Keep the schema thin. Plain markdown body plus a short YAML-front-matter header. Avoid exotic keys and avoid nested data.
Generate, don’t hand-edit. Write a tiny script that assembles the file from smaller snippets: style guide, onboarding blurb, current TODOs. This enforces consistency and keeps merge conflicts low.
Lint in CI. A simple regex or json-schema check prevents malformed front-matter and keeps the agent from choking on bad tokens.

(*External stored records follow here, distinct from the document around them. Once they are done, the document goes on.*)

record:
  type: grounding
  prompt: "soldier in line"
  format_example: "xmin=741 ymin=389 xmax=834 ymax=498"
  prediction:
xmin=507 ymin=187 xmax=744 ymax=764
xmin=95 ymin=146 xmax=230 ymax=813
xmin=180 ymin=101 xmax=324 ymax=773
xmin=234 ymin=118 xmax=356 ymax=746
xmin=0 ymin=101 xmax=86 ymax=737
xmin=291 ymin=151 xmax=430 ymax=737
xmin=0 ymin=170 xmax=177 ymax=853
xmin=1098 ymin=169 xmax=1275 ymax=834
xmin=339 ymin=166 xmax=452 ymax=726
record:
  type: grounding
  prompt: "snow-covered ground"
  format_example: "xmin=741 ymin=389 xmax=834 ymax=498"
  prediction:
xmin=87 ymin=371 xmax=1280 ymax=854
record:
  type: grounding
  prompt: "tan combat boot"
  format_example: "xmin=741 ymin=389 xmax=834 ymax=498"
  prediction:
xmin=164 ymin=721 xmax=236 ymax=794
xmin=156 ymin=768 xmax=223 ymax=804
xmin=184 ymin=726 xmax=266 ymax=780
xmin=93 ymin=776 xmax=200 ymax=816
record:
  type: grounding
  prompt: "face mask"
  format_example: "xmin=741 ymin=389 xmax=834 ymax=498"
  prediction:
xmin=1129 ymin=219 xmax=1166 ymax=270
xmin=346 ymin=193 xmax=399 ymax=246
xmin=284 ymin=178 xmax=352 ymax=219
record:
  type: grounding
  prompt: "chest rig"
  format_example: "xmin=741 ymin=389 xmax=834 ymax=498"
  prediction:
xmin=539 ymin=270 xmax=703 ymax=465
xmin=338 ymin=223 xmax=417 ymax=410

Treat it like code, not config. Commit every change, add PR context, and tag releases when the ruleset materially shifts. The git history becomes your agent’s audit log.
Encrypt secrets elsewhere. These files live in the repo; don’t embed API keys or proprietary data. If the model needs them, pull at runtime from a vault.
Follow those steps and you’ll get 90 % of the “standard” benefits today without waiting for the industry to agree on a file extension.
The current sprawl looks chaotic, but under the hood these files do the same two things: stash static instructions and feed them to a prompt. Translation is easy: just a regex, not a standards body. Spend energy on writing good rules, not lobbying for a universal filename; once the ecosystem stabilizes, a shared manifest (think package.json for agents) will emerge naturally.
Until then, thin adapters beat committees.